Dehydrohalogenation and Related Reactions

What is a dehydrohalogenation reaction:

The Dehydrohalogenation of alkyl halides is normally carried out either in methanol with sodium methoxide, or in ethanol with sodium ethoxide, or in tert-butyl alcohol with potassium tert-butoxide, or in dimethyl sulfoxide, (CH₃)₂SO. A reaction in which a hydrogen atom and a halogen atom in a molecule or a compound are separated from neighboring atoms, and usually produce an alkene or an alkyne.

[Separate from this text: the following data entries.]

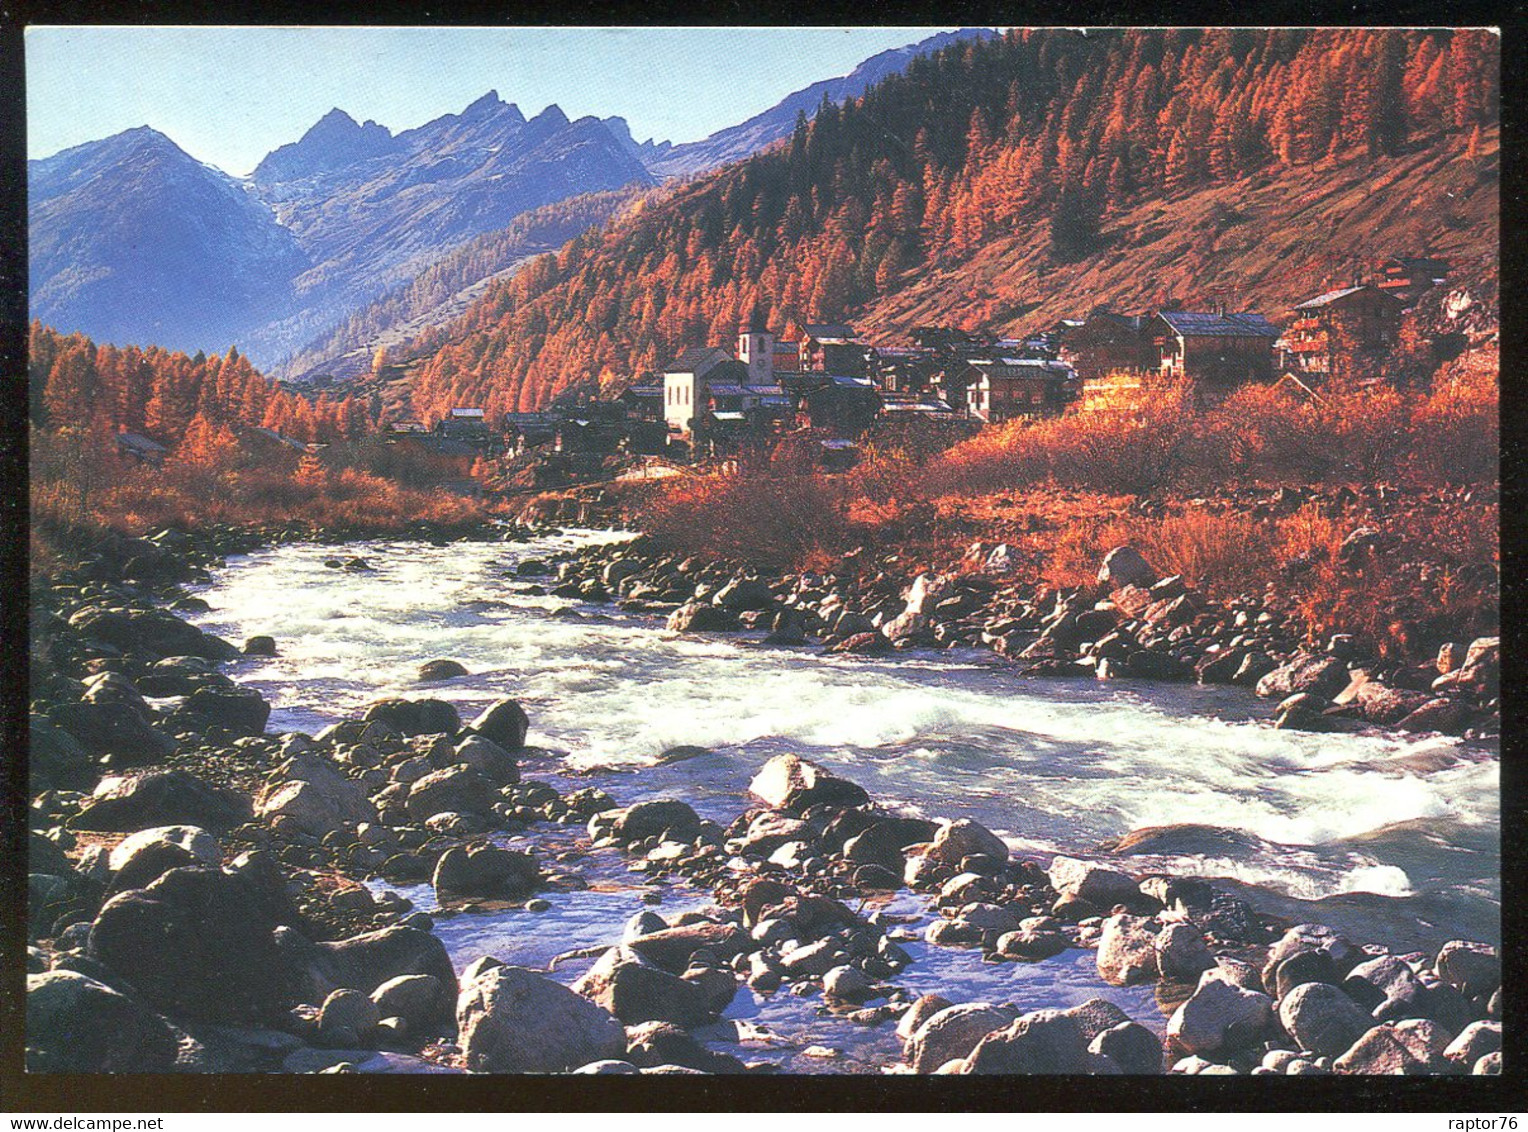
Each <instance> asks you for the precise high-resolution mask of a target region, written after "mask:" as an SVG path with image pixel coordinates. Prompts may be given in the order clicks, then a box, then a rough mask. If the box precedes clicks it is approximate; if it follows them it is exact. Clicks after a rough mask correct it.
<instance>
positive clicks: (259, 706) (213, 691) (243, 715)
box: [171, 687, 270, 736]
mask: <svg viewBox="0 0 1528 1132" xmlns="http://www.w3.org/2000/svg"><path fill="white" fill-rule="evenodd" d="M269 718H270V704H267V703H266V701H264V698H263V697H261V695H260V694H258V692H255V691H254V689H248V687H199V689H197V691H194V692H193V694H191V695H188V697H186V698H185V703H182V704H180V707H177V709H176V712H174V715H173V716H171V720H174V721H177V723H185V724H188V726H191V727H193V729H194V730H200V732H208V733H215V735H234V736H237V735H264V730H266V721H267V720H269Z"/></svg>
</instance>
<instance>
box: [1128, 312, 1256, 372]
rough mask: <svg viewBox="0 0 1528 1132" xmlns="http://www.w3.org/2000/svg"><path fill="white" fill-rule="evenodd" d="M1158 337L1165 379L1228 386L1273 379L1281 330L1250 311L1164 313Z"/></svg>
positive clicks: (1162, 370)
mask: <svg viewBox="0 0 1528 1132" xmlns="http://www.w3.org/2000/svg"><path fill="white" fill-rule="evenodd" d="M1152 335H1154V341H1155V344H1157V348H1158V351H1160V359H1161V362H1160V373H1161V376H1163V377H1164V379H1177V377H1186V379H1190V380H1195V382H1203V383H1206V385H1219V386H1227V385H1235V383H1239V382H1248V380H1270V379H1271V377H1273V370H1274V357H1273V344H1274V342H1276V341H1277V338H1279V327H1276V325H1273V322H1270V321H1268V319H1265V318H1264V316H1262V315H1258V313H1253V312H1250V310H1247V312H1241V313H1236V315H1227V313H1219V312H1216V313H1209V312H1196V310H1163V312H1160V313H1158V315H1157V318H1155V321H1154V322H1152Z"/></svg>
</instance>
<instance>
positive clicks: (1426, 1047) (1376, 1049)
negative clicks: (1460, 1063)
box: [1332, 1022, 1455, 1075]
mask: <svg viewBox="0 0 1528 1132" xmlns="http://www.w3.org/2000/svg"><path fill="white" fill-rule="evenodd" d="M1445 1040H1447V1039H1445V1037H1441V1036H1439V1030H1438V1027H1436V1024H1433V1022H1421V1024H1401V1025H1397V1024H1394V1022H1383V1024H1380V1025H1377V1027H1374V1028H1372V1030H1369V1031H1368V1033H1365V1034H1363V1036H1361V1037H1360V1039H1358V1040H1357V1042H1354V1045H1352V1048H1349V1050H1348V1051H1346V1053H1345V1054H1342V1056H1340V1057H1337V1059H1335V1060H1334V1062H1332V1068H1334V1069H1335V1071H1337V1072H1346V1074H1397V1075H1400V1074H1404V1075H1418V1074H1439V1072H1453V1071H1455V1065H1453V1063H1452V1062H1450V1060H1449V1059H1447V1057H1444V1054H1442V1043H1444V1042H1445Z"/></svg>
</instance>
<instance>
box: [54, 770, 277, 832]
mask: <svg viewBox="0 0 1528 1132" xmlns="http://www.w3.org/2000/svg"><path fill="white" fill-rule="evenodd" d="M249 817H251V805H249V799H248V797H244V796H243V794H238V793H235V791H232V790H223V788H220V787H211V785H208V784H206V782H203V781H202V779H199V778H194V776H191V775H188V773H186V771H183V770H156V771H147V773H142V775H122V776H115V778H104V779H101V784H99V785H98V787H96V788H95V793H93V794H92V796H90V797H89V799H86V804H84V808H83V810H81V811H79V814H78V816H76V817H75V819H73V820H72V822H70V823H69V825H70V828H73V830H101V831H124V833H133V831H136V830H145V828H148V826H153V825H200V826H203V828H208V830H226V828H229V826H234V825H240V823H243V822H248V820H249Z"/></svg>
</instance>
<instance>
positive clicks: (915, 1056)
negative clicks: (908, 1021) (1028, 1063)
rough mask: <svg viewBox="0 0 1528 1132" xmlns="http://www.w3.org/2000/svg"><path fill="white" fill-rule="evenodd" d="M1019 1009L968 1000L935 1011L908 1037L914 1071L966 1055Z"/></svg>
mask: <svg viewBox="0 0 1528 1132" xmlns="http://www.w3.org/2000/svg"><path fill="white" fill-rule="evenodd" d="M1016 1013H1018V1011H1015V1010H1013V1008H1010V1007H995V1005H992V1004H990V1002H964V1004H960V1005H953V1007H946V1008H944V1010H938V1011H935V1013H934V1014H931V1016H929V1017H927V1019H926V1020H924V1022H923V1024H921V1025H920V1027H918V1028H917V1030H915V1031H914V1034H912V1037H909V1039H908V1042H906V1046H905V1056H906V1060H908V1065H911V1066H912V1071H914V1072H918V1074H931V1072H935V1071H937V1069H938V1068H940V1066H941V1065H944V1063H946V1062H952V1060H957V1059H964V1057H966V1056H967V1054H969V1053H970V1051H972V1050H975V1048H976V1046H978V1045H979V1043H981V1040H983V1039H984V1037H986V1036H987V1034H990V1033H993V1031H996V1030H1001V1028H1002V1027H1005V1025H1008V1022H1012V1020H1013V1019H1015V1016H1016Z"/></svg>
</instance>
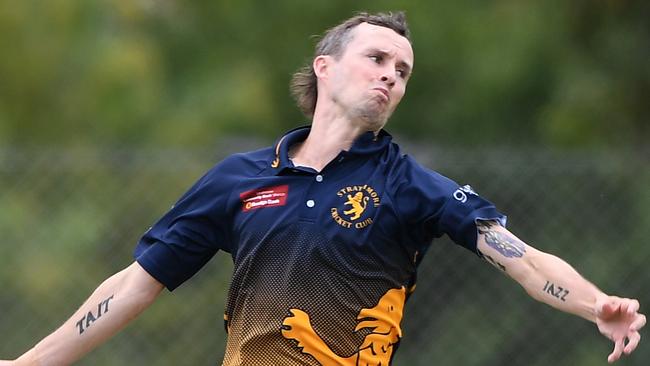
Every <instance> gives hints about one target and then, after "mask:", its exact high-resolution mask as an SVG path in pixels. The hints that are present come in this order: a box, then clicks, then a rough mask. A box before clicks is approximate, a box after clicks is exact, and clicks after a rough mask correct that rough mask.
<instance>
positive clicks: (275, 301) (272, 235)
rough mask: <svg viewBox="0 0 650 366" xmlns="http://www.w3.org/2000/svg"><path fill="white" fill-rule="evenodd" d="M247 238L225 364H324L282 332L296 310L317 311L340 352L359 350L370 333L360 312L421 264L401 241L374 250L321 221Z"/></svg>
mask: <svg viewBox="0 0 650 366" xmlns="http://www.w3.org/2000/svg"><path fill="white" fill-rule="evenodd" d="M239 243H240V247H239V249H238V254H235V270H234V272H233V278H232V283H231V288H230V291H229V295H228V303H227V307H226V313H227V315H228V318H229V321H228V328H229V334H228V343H227V346H226V354H225V357H224V361H223V365H224V366H239V365H246V366H256V365H265V366H266V365H319V363H318V362H317V361H316V360H315V359H314V358H313V357H312V356H311V355H308V354H303V353H302V352H301V351H300V350H299V349H298V347H297V342H296V341H294V340H290V339H286V338H284V337H283V336H282V333H281V330H282V322H283V320H284V318H285V317H286V316H288V315H290V313H289V309H291V308H297V309H301V310H303V311H305V312H306V313H307V314H309V315H310V320H311V324H312V327H313V328H314V330H315V331H316V333H317V334H318V335H319V336H320V337H321V338H322V339H323V341H324V342H325V343H326V344H327V345H328V346H329V348H330V349H331V350H332V351H333V352H334V353H336V354H337V355H339V356H342V357H349V356H351V355H353V354H355V353H356V352H357V350H358V348H359V346H360V345H361V343H362V341H363V339H364V337H365V336H366V335H367V334H368V333H369V332H370V330H368V329H362V330H360V331H358V332H355V331H354V328H355V326H356V325H357V319H356V318H357V315H358V314H359V311H360V310H361V309H363V308H371V307H373V306H375V305H376V304H377V301H378V300H379V298H380V297H381V296H382V295H384V294H385V293H386V292H387V291H388V290H389V289H391V288H399V287H400V286H403V285H406V284H407V283H409V280H412V276H413V272H414V270H415V269H414V268H413V266H412V264H411V263H410V262H408V259H407V257H406V256H404V255H403V253H402V249H401V248H399V246H395V247H394V248H392V250H395V253H386V248H382V252H381V253H379V252H373V250H372V247H368V246H367V245H359V244H360V243H341V242H337V241H334V240H330V239H328V238H327V237H326V236H325V235H324V233H322V232H321V231H320V230H319V228H318V226H317V225H314V224H300V225H291V226H288V227H283V228H279V229H277V230H275V232H257V233H249V234H243V236H242V237H241V238H240V240H239ZM243 253H245V254H243ZM402 257H403V258H404V259H406V261H404V262H403V263H400V262H399V258H402ZM386 258H390V259H391V263H388V262H387V261H386ZM395 261H397V263H396V262H395Z"/></svg>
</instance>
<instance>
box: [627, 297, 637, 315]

The Alkyl halides undergo a 1,2-elimination reaction to produce alkenes when heated with solid bases. usually Bases are KOH or NaOH or NaOR or KOR (alkoxide) in alcohol as a solvent, in particular NaOEt or KOtBu. It goes in Relative reactivity order of Alkyl halide: I > Br > Cl > F

Phenylacetylene is an alkyne hydrocarbon that contain a phenyl group in it. It is a colorless, viscous liquid. In research, it is sometimes used as an analog for acetylene; being a liquid, it is easier to handle as compared to acetylene gas.

Sodium amide, which is also commonly known as sodamide (systematic name sodium azanide), is a inorganic compound with the formula NaNH₂. Sodium amide is a salt composed of sodium cation and azanide anion. This solid is dangerously reactive toward water, it is white in its pure form, but commercial samples are typically gray due to the presence of small quantities of metallic iron from its manufacturing process. Such impurities do not affect the utility of the reagent NaNH₂ which conducts electricity in the fused state, its conductance being similar to that of NaOH in similar state, NaNH₂ has been widely employed as a strong base in organic synthesis.

Dehydrohalogenation

The Sodium amide induces the loss of two equivalents of hydrogen bromide from a vicinal dibromoalkane to produce a carbon-carbon triple bond, as in a preparation of phenylacetylene. Generally two equivalents of sodium amide yields the desired alkyne whereas three equivalents are necessary in the preparation of a terminal alkynes because the terminal CH of the resulting alkyne protonates an equivalent amount of base.

Hydrogen chloride (HCl) and ethanol (C₂H₅OH) can also be eliminated in this way, like in the preparation of 1-ethoxy-1-butyne. 

The Sodium amide molecule decomposes violently on contact with water, producing ammonia and sodium hydroxide:

NaNH₂ + H₂O → NH₃ + NaOH

When burned in the presence of oxygen, it will give oxides of sodium (which react with the water produced to produce sodium hydroxide) along with nitrogen oxides:

4 NaNH₂ + 5 O₂ → 4 NaOH + 4 NO + 2 H₂O

4 NaNH₂ + 7 O₂ → 4 NaOH + 4 NO₂ + 2 H₂O

In the presence of limited quantities of air and moisture, for example in a improperly closed container, explosive mixtures of peroxides may form after the combustion, This is accompanied by a yellowing or browning of the solid. As such, sodium amide is to be stored in a tightly closed container, under an atmosphere of inert gas. The Sodium amide samples that are yellow or brown in color represent explosion risks. 

Dehydrohalogenation of alkyl halides

When alkyl halide is heated with the base then it undergoes 1,2 elimination reaction. Nucleophilic substitution is a potential side reaction which results in alcohols and ethers. Typical bases will include NaOH or KOH or NaOR or KOR. Stability of product alkenes is done by regioselectivity. Hence, we have discussed the dehydrohalogenation of alkyl halides. 

Conclusion

In this article, we have gone through the definition of dehydrohalogenation reaction. The Dehydrohalogenation of alkyl halides is done either in methanol with sodium methoxide, or in ethanol with sodium ethoxide. We have also seen the mechanism of dehydrohalogenation reaction. We have seen the usage of phenylacetylene. We have also discussed sodium amide. Sodium amide is a salt composed of sodium cation and azanide anion. It is highly reactive toward water, but commercial samples are typically grey due to the presence of small quantities of metallic iron from its manufacturing process.